Tuesday, October 29, 2013

1987 - Jim Lee's Correspondence With Marvel Comics

A few rejection letters and finally his first assignment and his reply. All of these were shared by Jim Lee on his Instagram page.






1 comment:

  1. I didn't comment on this earlier in the week, but what a find! This is one of the coolest, most interesting things I've ever seen on your blog (and that's entirely a compliment on how awesome this post is, since the overall quality of the blog is top-notch). When you consider how big of a star Jim Lee became not too long after this, it's absolutely insane to think that he was getting this kind of criticism. Great reads, all, though! I only wish we could see the accompanying work (especially the hands; he really seems to have had a problem with hands).

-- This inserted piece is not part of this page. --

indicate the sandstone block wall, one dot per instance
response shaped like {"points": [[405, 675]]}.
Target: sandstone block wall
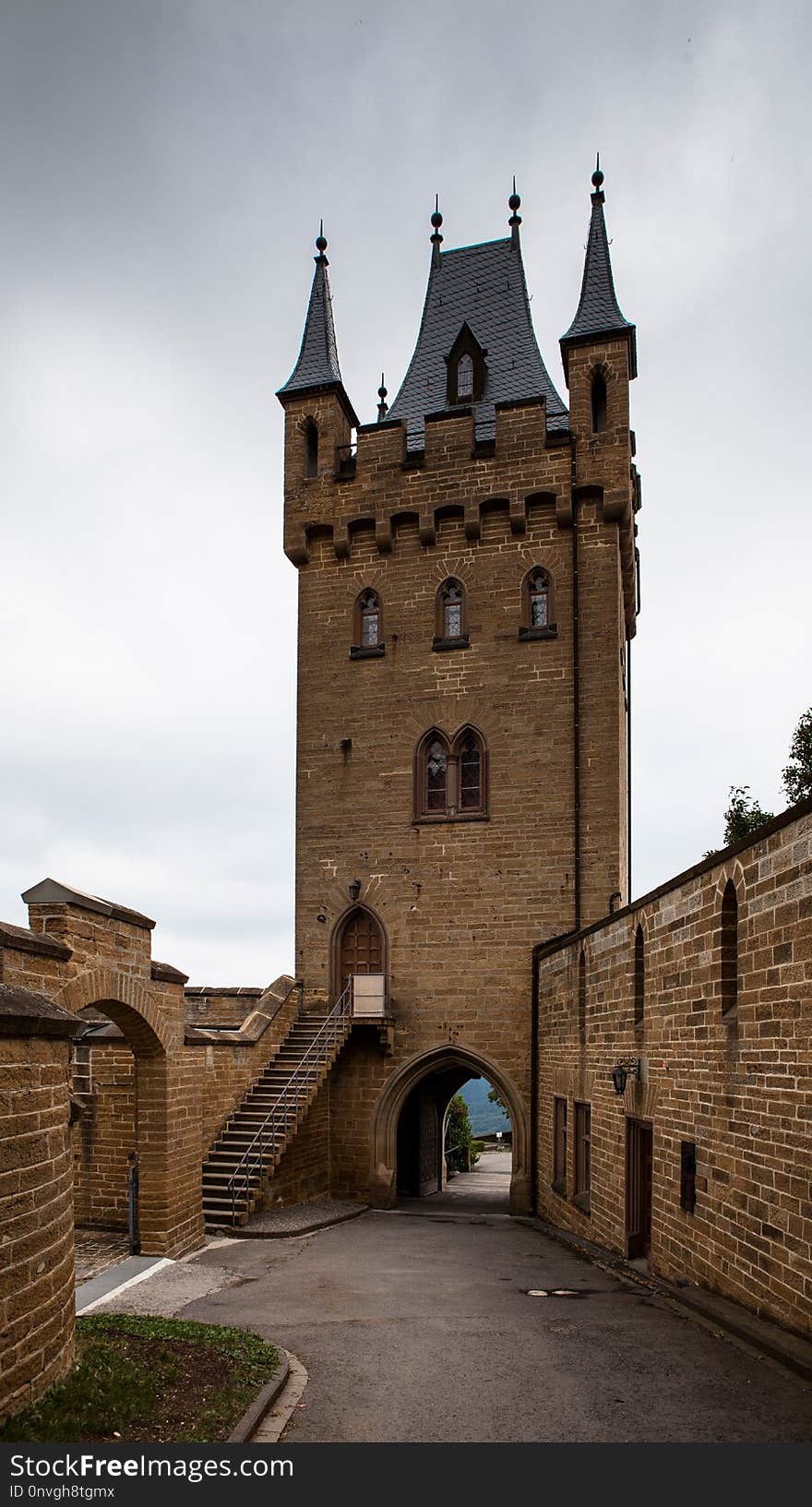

    Intriguingly, some of the comments still apply. Particularly, "your figures tend to be stiff, and unrealistic" from the third letter down. I don't know about "unrealistic;" all comic book art is "unrealistic" to some extent. But "stiff;" man alive. He still falls into the "posing" of characters for one- and two-page spreads, where they look very stiff, as if there is no action going on, but rather that they are just standing for panels. The one and only New-52 thing I own (it was a gift from a friend who's a DC-zombie, for ol' Marvel-zombie me) is the first arc of Justice League. And every single character who's introduced, he's posed in very stiff, very non-fluid ways - as if they're posing for a picture.

    All that being said, he's a wonderful artist. And his designs of the X-Men, which were reflected in the 1990s cartoon, he has forever-shaped "my" version of the X-Men.